In situ, Korazim National Park, Galilee

The town that was cursed

Chorazin appears in the Gospels of Matthew and Luke among three towns on the Sea of Galilee - with Bethsaida and Capernaum - condemned for failing to respond to the deeds done in them, in language harsher than that used against pagan cities such as Tyre and Sidon. The Gospels do not describe what happened in Chorazin itself; the town is named only in that list of judgement. The archaeology cannot confirm or deny the substance of that text - excavation finds a working Jewish town with a substantial public synagogue, not a record of any preaching that took place there - but the site does confirm that Chorazin was a real, identifiable place, inhabited by a Jewish community with the means and the will to build a fine synagogue, at broadly the right period for the Gospel setting. The physical evidence and the literary reference describe the same place without either one proving the other.
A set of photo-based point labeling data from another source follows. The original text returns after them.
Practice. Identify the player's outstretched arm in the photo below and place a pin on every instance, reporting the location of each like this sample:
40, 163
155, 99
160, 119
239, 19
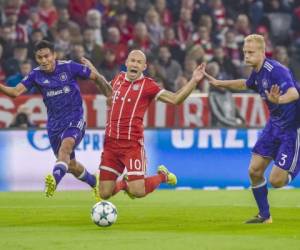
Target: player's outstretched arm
275, 96
99, 79
13, 91
180, 95
239, 84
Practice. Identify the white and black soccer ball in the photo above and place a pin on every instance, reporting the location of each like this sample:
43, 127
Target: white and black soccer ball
104, 214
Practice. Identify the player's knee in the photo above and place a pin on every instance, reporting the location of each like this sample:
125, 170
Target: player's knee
105, 194
255, 173
65, 150
137, 192
277, 182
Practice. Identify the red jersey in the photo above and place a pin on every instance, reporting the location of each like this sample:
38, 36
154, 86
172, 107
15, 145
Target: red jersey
127, 107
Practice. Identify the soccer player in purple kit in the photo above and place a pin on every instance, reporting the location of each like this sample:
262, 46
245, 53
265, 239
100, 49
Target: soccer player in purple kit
280, 139
56, 81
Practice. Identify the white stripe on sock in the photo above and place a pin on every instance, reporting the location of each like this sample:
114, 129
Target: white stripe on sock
260, 185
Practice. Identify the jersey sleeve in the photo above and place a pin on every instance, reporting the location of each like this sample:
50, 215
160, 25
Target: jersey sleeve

What the ruin adds, independent of that debate, is a picture of ordinary religious life in Roman-period Galilee: a modest agricultural town that nonetheless invested in skilled stonework for its house of assembly, oriented its main hall toward Jerusalem, and kept, at its centre, a stone chair for whoever stood to read. That is the kind of evidence that does not argue for anything. It simply survives, in black basalt, on the hillside where it was built.

1st century CE
Chorazin named in the Gospels of Matthew and Luke among towns condemned for not responding to deeds done in them.
Roman period
The basalt synagogue and the carved Seat of Moses are built in the Jewish town of Chorazin, above the Sea of Galilee.
Early 20th century
Excavation at Chorazin begins, uncovering the synagogue's plan, its carved façade, and the stone seat.
20th century, later campaigns
Further excavation clarifies the building's occupation phases and recovers additional carved decoration.
Present day
The ruin is preserved as the Korazim National Park, with the synagogue and the Seat of Moses displayed in situ.